A good marketing agency will be able to talk you through both the opportunities and risks of your campaign, and give you a realistic idea of the levels of success you can anticipate. They’ll be able to bring their experience and expertise to advise you on the most effective strategies, to give you key insights into your target audience, and to do a lot of the heavy lifting in terms of management and execution.
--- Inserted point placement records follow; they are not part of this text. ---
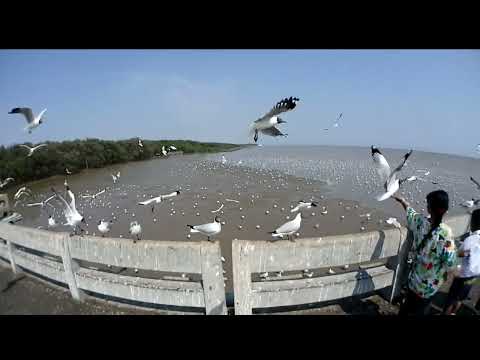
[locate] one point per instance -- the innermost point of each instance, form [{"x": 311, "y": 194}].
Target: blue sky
[{"x": 422, "y": 99}]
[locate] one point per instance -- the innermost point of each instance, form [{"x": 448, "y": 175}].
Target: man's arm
[{"x": 403, "y": 202}]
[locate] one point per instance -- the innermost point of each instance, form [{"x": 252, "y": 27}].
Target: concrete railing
[
  {"x": 356, "y": 263},
  {"x": 77, "y": 261},
  {"x": 361, "y": 263}
]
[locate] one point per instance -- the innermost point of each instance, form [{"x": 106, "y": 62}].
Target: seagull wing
[
  {"x": 27, "y": 112},
  {"x": 284, "y": 105},
  {"x": 272, "y": 131}
]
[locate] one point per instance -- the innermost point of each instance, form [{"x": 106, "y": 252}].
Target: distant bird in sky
[
  {"x": 475, "y": 182},
  {"x": 288, "y": 228},
  {"x": 392, "y": 184},
  {"x": 135, "y": 230},
  {"x": 209, "y": 229},
  {"x": 158, "y": 199},
  {"x": 31, "y": 150},
  {"x": 268, "y": 122},
  {"x": 336, "y": 123},
  {"x": 73, "y": 217},
  {"x": 5, "y": 182},
  {"x": 33, "y": 121},
  {"x": 302, "y": 205}
]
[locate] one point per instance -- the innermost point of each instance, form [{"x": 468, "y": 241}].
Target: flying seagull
[
  {"x": 73, "y": 217},
  {"x": 392, "y": 184},
  {"x": 5, "y": 182},
  {"x": 158, "y": 199},
  {"x": 33, "y": 121},
  {"x": 94, "y": 196},
  {"x": 31, "y": 150},
  {"x": 288, "y": 228},
  {"x": 475, "y": 182},
  {"x": 209, "y": 229},
  {"x": 268, "y": 122},
  {"x": 302, "y": 204}
]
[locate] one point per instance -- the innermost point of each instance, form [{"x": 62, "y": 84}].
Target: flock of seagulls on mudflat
[{"x": 267, "y": 125}]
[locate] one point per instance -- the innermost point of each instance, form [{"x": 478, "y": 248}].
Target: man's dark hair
[
  {"x": 475, "y": 220},
  {"x": 438, "y": 200}
]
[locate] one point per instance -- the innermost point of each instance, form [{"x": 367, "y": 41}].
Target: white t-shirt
[{"x": 471, "y": 263}]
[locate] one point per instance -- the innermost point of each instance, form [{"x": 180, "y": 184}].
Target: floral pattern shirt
[{"x": 432, "y": 262}]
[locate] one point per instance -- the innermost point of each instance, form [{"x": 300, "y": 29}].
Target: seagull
[
  {"x": 288, "y": 228},
  {"x": 302, "y": 204},
  {"x": 392, "y": 184},
  {"x": 209, "y": 229},
  {"x": 22, "y": 191},
  {"x": 33, "y": 149},
  {"x": 267, "y": 123},
  {"x": 135, "y": 229},
  {"x": 5, "y": 182},
  {"x": 43, "y": 203},
  {"x": 470, "y": 203},
  {"x": 158, "y": 199},
  {"x": 73, "y": 217},
  {"x": 93, "y": 197},
  {"x": 51, "y": 222},
  {"x": 335, "y": 124},
  {"x": 33, "y": 121},
  {"x": 471, "y": 178},
  {"x": 104, "y": 227}
]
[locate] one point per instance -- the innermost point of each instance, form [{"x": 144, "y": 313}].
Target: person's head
[
  {"x": 437, "y": 202},
  {"x": 475, "y": 220}
]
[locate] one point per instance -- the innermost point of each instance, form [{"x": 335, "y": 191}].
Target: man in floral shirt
[{"x": 434, "y": 253}]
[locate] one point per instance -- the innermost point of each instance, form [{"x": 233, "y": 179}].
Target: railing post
[
  {"x": 242, "y": 279},
  {"x": 11, "y": 250},
  {"x": 212, "y": 279},
  {"x": 70, "y": 266}
]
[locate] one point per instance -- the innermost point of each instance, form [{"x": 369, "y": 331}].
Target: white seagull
[
  {"x": 392, "y": 184},
  {"x": 209, "y": 229},
  {"x": 302, "y": 204},
  {"x": 268, "y": 122},
  {"x": 135, "y": 229},
  {"x": 73, "y": 217},
  {"x": 5, "y": 182},
  {"x": 104, "y": 227},
  {"x": 471, "y": 178},
  {"x": 288, "y": 228},
  {"x": 33, "y": 121},
  {"x": 158, "y": 199},
  {"x": 31, "y": 150},
  {"x": 94, "y": 196},
  {"x": 43, "y": 203}
]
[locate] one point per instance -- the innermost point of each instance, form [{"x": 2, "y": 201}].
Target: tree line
[{"x": 78, "y": 154}]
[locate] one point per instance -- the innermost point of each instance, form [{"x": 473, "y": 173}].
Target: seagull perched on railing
[
  {"x": 209, "y": 229},
  {"x": 268, "y": 122},
  {"x": 302, "y": 204},
  {"x": 288, "y": 228},
  {"x": 392, "y": 184},
  {"x": 33, "y": 121},
  {"x": 158, "y": 199},
  {"x": 73, "y": 217},
  {"x": 5, "y": 182},
  {"x": 33, "y": 149},
  {"x": 43, "y": 203}
]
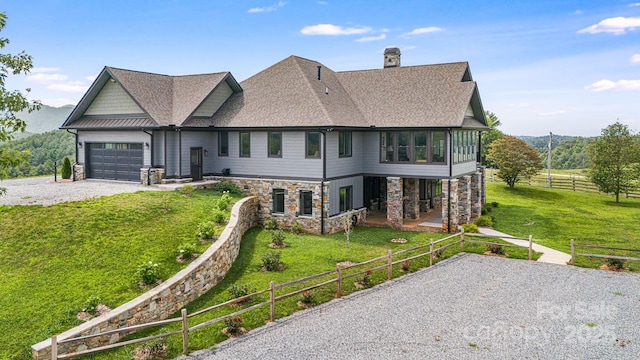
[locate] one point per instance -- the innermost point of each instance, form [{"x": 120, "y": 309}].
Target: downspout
[
  {"x": 450, "y": 175},
  {"x": 75, "y": 144}
]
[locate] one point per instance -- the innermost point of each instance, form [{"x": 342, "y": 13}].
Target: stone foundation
[{"x": 170, "y": 296}]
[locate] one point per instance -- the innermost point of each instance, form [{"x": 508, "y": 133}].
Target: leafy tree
[
  {"x": 12, "y": 102},
  {"x": 615, "y": 160},
  {"x": 514, "y": 159},
  {"x": 490, "y": 136}
]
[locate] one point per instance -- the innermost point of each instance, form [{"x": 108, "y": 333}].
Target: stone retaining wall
[{"x": 170, "y": 296}]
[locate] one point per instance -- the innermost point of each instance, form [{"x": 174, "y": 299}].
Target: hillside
[{"x": 48, "y": 118}]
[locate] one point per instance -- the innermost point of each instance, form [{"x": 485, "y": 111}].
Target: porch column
[{"x": 394, "y": 201}]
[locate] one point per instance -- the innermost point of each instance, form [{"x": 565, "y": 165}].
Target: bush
[
  {"x": 470, "y": 228},
  {"x": 277, "y": 237},
  {"x": 296, "y": 228},
  {"x": 186, "y": 190},
  {"x": 271, "y": 261},
  {"x": 224, "y": 186},
  {"x": 66, "y": 168},
  {"x": 484, "y": 221},
  {"x": 148, "y": 273},
  {"x": 219, "y": 216},
  {"x": 240, "y": 290},
  {"x": 271, "y": 224},
  {"x": 206, "y": 230},
  {"x": 187, "y": 250}
]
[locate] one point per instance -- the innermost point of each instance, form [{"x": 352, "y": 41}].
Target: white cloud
[
  {"x": 424, "y": 30},
  {"x": 329, "y": 29},
  {"x": 267, "y": 8},
  {"x": 44, "y": 69},
  {"x": 605, "y": 85},
  {"x": 616, "y": 26},
  {"x": 72, "y": 86},
  {"x": 372, "y": 38},
  {"x": 46, "y": 78}
]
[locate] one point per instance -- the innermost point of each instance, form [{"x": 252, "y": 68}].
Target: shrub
[
  {"x": 206, "y": 230},
  {"x": 470, "y": 228},
  {"x": 271, "y": 261},
  {"x": 219, "y": 216},
  {"x": 224, "y": 186},
  {"x": 271, "y": 224},
  {"x": 277, "y": 237},
  {"x": 296, "y": 228},
  {"x": 66, "y": 168},
  {"x": 187, "y": 250},
  {"x": 186, "y": 190},
  {"x": 484, "y": 221},
  {"x": 148, "y": 273},
  {"x": 495, "y": 249},
  {"x": 240, "y": 290}
]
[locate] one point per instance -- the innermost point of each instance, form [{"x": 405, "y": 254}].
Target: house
[{"x": 310, "y": 142}]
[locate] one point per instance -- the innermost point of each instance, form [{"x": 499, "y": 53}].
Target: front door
[{"x": 196, "y": 164}]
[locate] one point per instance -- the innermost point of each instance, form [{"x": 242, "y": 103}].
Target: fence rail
[{"x": 337, "y": 277}]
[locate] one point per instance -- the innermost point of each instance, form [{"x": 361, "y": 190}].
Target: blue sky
[{"x": 569, "y": 67}]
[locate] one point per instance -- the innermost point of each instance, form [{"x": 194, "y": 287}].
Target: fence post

They’ll know what KPIs to track and how to iterate and change tracks if something isn’t working.
But I’m afraid to report we aren’t magicians. Just like developing a game, good marketing requires time, patience, and a hefty dose of both trial and error and good luck to get right. Effective client-agency relationships are a partnership, and a collaboration, which evolves over time as you edge ever closer to your objectives.
Not having a marketable game in the first place
And here it is: the ugly, stomping, unavoidable elephant in the room. In a market as crowded as indie games – and with an audience as discerning as gamers – the inescapable fact is that not only will a good game not sell itself, a bad game won’t sell at all.
In fact, it might not even be that your game is bad. Plenty of good games, with competent marketers publicising them, still don’t yield a success. There are simply so many games to choose from, and there is so little time to play them all in, that you’re competing for attention with thousands upon thousands of alternatives, and often, only the very best and most interesting succeed.
If you have serious commercial ambitions with your game, you’ll need first to undertake some significant market research to understand its viability as a product. How many people are actually playing this sort of game? Is that number trending up, or down? Which platforms do they prefer playing on? Are there any gaps in the market for something new, or has everything already been done? If you’re planning to ship a pixel art platformer on Steam in 2023, and it doesn’t bring anything significantly new to the table, then oh no. Dozens of these are released every month, and almost all of them sit at fewer than 10 user reviews.
This isn’t to say you shouldn’t make the game you want to make: you’re an indie after all, and that’s probably why you’re here. But make sure you’re realistic about the ceiling of what you can achieve with your title, think long and hard about opportunity and risk, and go into your project with realistic expectations.